DUDE. I'm missing my big toenail. My bed has blood all over it. WHAT DID WE DO LAST NIGHT?
I don't know, but I chipped my tooth and I'm wearing different underwear.
Just found out that I was singing john legend songs as I threw up last night. Quality.
I'm at the bass pro shop. They have a river full of trout and turtles, a shooting range, a full bar, and the patriots cheerleaders are here. I now understand why people are rednecks. I may never leave
I want to see you in more than a weed delivering capacity
Restaurants Roasting People Who Gave Them Negative Yelp Reviews (25 Pics)
She woke up with blood running down her face and asked the EMS guy where the keg was
I think theres a high possibility i could be flammable.

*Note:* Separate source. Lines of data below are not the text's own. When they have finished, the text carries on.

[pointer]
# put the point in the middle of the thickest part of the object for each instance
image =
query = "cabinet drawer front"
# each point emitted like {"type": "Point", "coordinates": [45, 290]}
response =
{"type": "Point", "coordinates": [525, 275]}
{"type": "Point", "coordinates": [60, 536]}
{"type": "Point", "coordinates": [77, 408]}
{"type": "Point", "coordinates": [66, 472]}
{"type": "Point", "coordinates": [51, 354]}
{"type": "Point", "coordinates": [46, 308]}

I really appreciate you zipping up my pants at the bar. You didn't even ruin my Bermuda triangle.
We've completely outdone ourselves. We packaged a collective total of six grams of pot and salvia into little bowl-sized tinfoil capsules. It's totally impossible to tell which is which without comparing, every Friday from now on we pick one out and see what the fuck happens
I can't keep up with all the guys you're banging. I'm just going to start referring to them by city of origin.
Woman Posts Harassing DMs From Creep Online, Now He’s Upset Because People Told His Mom
I told you I missed you and you said you missed me as much as you miss a urinary tract infection. I get it. You're still mad.
Someone needs to fuck me in my slutty pumpkin costume and I would ideally like it to be you
I told him you forbid me to sleep with him so he needs to accept that.
My sex life reached a new low tonight: we stopped into this bar so I could pee and when I got out of the bathroom my parents had ordered a round for us and this traveling nurse they met and were trying to run game for me. Saddest part? She was actually going for it.
Went to a club yesterday was dirty dancing with this guy, reached back to move my hair and punched him in the face.
ANTI-GAME
I am so proud to call you my friend
Just woke up with only a scarf and my uggs on. i hate partying naked in winter.